In this regard, the UK is a mirror image of Germany and Italy, which have significant storage but are heavily dependent on pipeline supply from Russia.

You’d be hard-pressed to credit him with the price of things, but Britain is awash with gas for now, with surplus being shipped to Europe to help replenish depleted storage facilities. This cannot be a permanent situation, obviously. Domestic demand will soar over the winter, eroding the current surplus.

But for now, the flows are from Great Britain to Europe. The upshot is that the continent can, perhaps – when combined with rationing and other demand suppression measures – be able to weather the coming winter without full disaster or giving in to Putin.

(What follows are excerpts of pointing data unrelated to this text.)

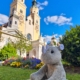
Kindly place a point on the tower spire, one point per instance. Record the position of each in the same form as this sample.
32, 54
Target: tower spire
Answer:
34, 3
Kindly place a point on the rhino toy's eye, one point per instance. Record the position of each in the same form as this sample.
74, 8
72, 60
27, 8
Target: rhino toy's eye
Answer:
52, 51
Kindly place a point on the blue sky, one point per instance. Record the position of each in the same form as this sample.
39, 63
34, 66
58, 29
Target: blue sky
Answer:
56, 15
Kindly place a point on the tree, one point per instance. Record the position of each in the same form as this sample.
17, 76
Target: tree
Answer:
22, 43
71, 41
8, 51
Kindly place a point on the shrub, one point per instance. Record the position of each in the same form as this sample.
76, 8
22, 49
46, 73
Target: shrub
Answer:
71, 41
16, 64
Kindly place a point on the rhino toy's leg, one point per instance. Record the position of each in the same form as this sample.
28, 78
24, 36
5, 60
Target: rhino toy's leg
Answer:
39, 74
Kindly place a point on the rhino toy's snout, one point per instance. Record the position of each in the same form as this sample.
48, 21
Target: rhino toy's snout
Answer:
44, 49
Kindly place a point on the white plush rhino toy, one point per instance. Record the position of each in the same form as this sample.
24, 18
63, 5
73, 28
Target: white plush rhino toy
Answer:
52, 68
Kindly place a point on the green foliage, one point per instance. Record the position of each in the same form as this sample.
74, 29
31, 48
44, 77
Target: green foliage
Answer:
8, 51
22, 43
71, 41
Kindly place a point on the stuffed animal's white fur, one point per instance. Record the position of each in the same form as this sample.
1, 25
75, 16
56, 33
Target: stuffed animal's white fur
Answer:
53, 68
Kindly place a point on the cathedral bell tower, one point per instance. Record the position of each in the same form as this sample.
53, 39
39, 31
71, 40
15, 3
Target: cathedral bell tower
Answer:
34, 12
18, 15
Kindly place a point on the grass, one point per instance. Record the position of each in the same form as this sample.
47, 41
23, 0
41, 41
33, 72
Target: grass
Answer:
9, 73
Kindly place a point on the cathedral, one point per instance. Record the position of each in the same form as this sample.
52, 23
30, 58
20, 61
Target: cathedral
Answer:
28, 26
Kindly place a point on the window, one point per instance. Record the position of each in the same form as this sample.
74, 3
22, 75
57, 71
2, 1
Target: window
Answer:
15, 22
10, 22
29, 22
21, 11
36, 21
13, 10
29, 36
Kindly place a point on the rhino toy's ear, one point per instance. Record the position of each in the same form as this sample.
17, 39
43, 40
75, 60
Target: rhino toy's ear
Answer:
45, 48
61, 47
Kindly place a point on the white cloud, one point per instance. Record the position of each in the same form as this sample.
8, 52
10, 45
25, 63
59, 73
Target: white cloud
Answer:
59, 20
41, 5
48, 37
3, 18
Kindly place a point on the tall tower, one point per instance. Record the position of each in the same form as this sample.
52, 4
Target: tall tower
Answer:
34, 11
18, 15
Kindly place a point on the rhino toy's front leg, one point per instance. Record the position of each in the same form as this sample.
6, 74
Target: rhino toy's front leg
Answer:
39, 74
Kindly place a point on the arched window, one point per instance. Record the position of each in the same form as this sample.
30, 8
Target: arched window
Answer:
29, 37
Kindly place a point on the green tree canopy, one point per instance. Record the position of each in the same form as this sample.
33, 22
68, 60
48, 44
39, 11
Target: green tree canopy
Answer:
8, 50
71, 41
22, 43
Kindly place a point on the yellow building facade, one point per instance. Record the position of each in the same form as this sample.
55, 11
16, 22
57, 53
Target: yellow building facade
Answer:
28, 25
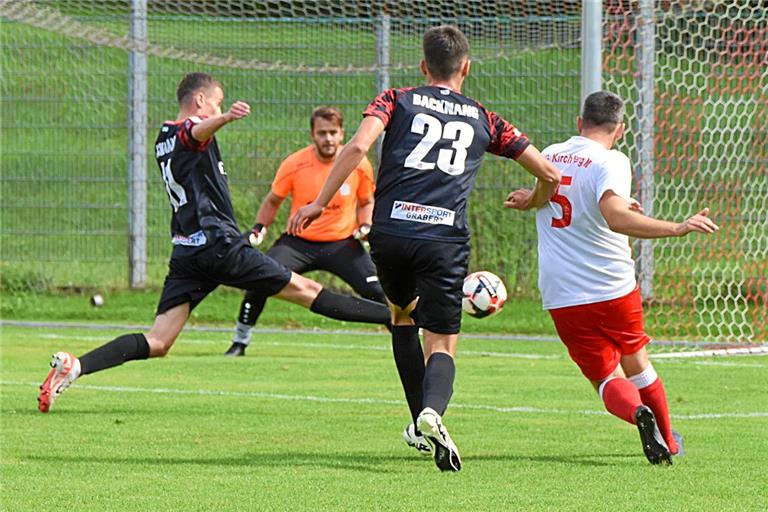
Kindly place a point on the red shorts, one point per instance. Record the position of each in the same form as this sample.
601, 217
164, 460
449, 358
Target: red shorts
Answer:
598, 334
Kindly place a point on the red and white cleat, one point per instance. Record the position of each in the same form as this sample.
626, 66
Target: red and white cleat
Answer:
65, 368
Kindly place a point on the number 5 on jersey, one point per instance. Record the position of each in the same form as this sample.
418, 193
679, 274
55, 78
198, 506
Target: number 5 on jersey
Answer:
565, 204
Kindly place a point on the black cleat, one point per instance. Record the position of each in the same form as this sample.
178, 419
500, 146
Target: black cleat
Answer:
236, 350
446, 453
654, 446
680, 444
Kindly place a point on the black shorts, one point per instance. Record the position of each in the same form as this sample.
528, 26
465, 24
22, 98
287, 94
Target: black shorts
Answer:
344, 258
433, 271
231, 263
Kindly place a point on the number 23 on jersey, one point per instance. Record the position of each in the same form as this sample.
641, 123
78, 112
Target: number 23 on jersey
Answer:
450, 161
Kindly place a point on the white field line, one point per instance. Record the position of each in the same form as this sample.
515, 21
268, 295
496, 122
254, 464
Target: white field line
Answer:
373, 401
377, 348
339, 346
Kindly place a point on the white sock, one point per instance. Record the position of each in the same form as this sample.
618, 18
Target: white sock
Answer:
644, 378
242, 334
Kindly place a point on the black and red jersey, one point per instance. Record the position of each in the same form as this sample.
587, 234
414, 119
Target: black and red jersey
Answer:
197, 187
434, 144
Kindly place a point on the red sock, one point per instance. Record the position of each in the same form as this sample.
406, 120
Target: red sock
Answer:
654, 397
621, 398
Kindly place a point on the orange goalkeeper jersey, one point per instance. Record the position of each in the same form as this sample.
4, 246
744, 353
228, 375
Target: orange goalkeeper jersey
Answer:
302, 175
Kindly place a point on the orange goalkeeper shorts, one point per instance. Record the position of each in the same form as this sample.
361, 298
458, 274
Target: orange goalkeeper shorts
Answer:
598, 334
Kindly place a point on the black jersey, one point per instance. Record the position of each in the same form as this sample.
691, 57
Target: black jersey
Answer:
197, 188
434, 144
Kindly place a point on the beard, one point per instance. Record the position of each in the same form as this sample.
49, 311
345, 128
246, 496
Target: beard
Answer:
328, 151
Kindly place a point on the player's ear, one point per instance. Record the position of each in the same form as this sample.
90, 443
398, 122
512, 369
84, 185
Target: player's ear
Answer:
619, 133
465, 68
423, 68
199, 99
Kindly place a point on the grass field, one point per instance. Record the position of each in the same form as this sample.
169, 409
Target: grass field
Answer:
313, 422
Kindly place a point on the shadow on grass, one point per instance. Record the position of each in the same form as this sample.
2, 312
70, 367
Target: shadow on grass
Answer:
353, 462
594, 459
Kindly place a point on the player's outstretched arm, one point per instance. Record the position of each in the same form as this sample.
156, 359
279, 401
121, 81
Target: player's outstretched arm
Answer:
547, 179
622, 219
264, 218
345, 163
205, 129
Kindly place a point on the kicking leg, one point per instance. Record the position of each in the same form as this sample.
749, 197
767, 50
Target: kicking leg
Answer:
250, 310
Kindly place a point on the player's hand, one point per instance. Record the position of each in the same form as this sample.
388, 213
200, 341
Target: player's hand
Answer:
239, 110
361, 233
635, 206
303, 218
700, 223
257, 234
519, 199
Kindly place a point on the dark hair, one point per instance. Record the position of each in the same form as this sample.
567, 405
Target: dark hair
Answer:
192, 83
603, 109
445, 48
331, 114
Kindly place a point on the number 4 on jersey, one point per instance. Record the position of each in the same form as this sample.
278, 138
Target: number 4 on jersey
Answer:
565, 204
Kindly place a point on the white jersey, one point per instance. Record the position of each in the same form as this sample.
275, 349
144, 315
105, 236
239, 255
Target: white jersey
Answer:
581, 261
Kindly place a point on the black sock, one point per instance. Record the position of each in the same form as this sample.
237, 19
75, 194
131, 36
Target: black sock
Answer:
251, 307
438, 381
409, 359
351, 309
123, 348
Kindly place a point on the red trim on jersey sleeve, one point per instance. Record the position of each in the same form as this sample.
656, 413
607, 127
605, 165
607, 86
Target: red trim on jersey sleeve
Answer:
383, 106
506, 140
186, 138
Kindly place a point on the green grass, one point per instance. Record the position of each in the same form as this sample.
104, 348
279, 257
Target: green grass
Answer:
221, 307
198, 431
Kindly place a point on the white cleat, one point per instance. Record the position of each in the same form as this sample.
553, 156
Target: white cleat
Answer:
65, 368
417, 442
446, 453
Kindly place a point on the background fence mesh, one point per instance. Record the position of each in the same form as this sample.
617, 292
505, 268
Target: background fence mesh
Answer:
64, 91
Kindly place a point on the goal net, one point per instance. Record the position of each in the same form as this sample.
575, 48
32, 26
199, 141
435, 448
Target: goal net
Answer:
64, 81
699, 76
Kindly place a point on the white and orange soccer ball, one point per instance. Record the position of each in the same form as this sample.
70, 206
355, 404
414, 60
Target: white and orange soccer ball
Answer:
484, 294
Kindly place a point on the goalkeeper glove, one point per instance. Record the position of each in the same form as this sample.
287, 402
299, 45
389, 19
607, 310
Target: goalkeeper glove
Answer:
257, 234
361, 233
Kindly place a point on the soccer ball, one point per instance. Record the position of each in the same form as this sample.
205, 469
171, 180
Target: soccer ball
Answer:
484, 294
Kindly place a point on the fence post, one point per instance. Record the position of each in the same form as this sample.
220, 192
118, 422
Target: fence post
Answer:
645, 108
591, 48
382, 63
137, 146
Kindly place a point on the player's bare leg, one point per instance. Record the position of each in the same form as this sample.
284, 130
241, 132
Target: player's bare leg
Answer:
641, 373
66, 368
622, 399
409, 360
439, 374
311, 295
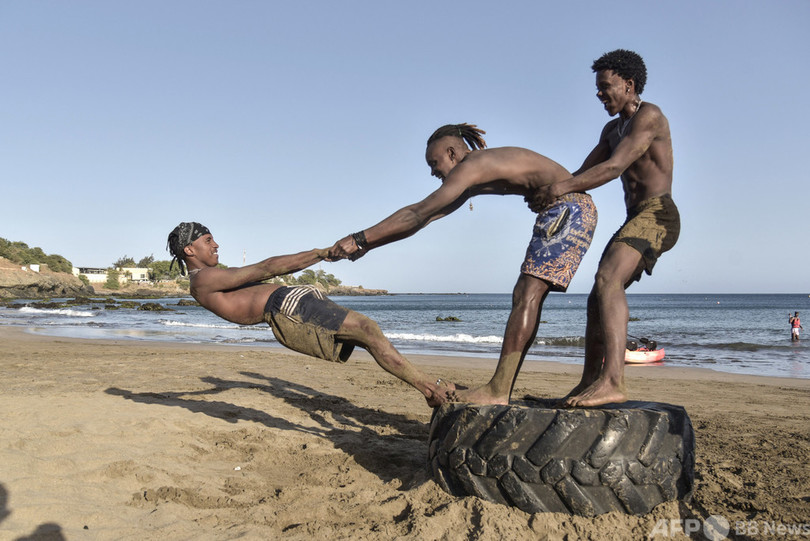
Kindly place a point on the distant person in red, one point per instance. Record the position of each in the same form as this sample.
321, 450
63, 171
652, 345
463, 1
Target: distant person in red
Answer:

Storage facilities in Germany and elsewhere are rapidly approaching full capacity, despite the closure of the Nord Stream pipeline facility this week. Russia would apparently prefer to burn the gas rather than supply it. However, thanks in part to British supplies via its LNG terminals, Europe is beginning to show that it can indeed do without Putin.

Once deprived of the European market, there is nothing on the immediate horizon for Russia to replace it. The infrastructure needed to switch to Asian markets is still in the planning stage; even if China is willing to commit to such a patently unreliable supplier, more than willing to use its stranglehold for political gain, the completion of the pipelines and LNG terminals needed to replace Europe with the China is still years away.

The Russian leader thought he could break Europe. It is already obvious that he failed. None of this will lessen the challenges Europe faces in coping with the current energy crisis.

For much of the continent they are far worse than Britain’s – a big gaping hole in supply alongside crushing prices. Putin may be losing his grip on Europe’s energy supply, but he can do a lot of damage in the meantime.

One of the manifestations of this damage is the weakness of the euro and the pound sterling. It’s partly just a story of dollar strength. But probably no more than half of the depreciation of the two currencies can be attributed to divergent monetary policies. And in any case, the Bank of England and the European Central Bank seem determined to catch up with the US Federal Reserve when it comes to monetary tightening.

The other half of the depreciation is due to broader fears about the health of the European economy. Worries over the recessionary consequences of the cost-of-living squeeze combined with factory closures in Germany and worries about fiscal sustainability in Britain and Italy in a toxic cocktail of negative sentiment.

Renewed political instability in Italy and growing questions about the affordability of Liz Truss’ unfunded tax cut promises here in Britain do little to help. The markets aren’t buying the Team Truss narrative – that tax cuts will automatically lead to higher growth.

Like the Foreign Secretary’s rival, Rishi Sunak, they fear they will only fuel inflation further, forcing the Bank of England into ever bigger interest rate hikes than currently planned.

Yet at least Britain retains its own currency and therefore logically cannot go bankrupt completely; instead, the pound will simply depreciate until some semblance of fiscal and current account discipline is restored. Italy and other members of the euro zone in budgetary difficulties do not benefit from such a safety net. The tension is already showing in the widening of spreads in sovereign bond markets.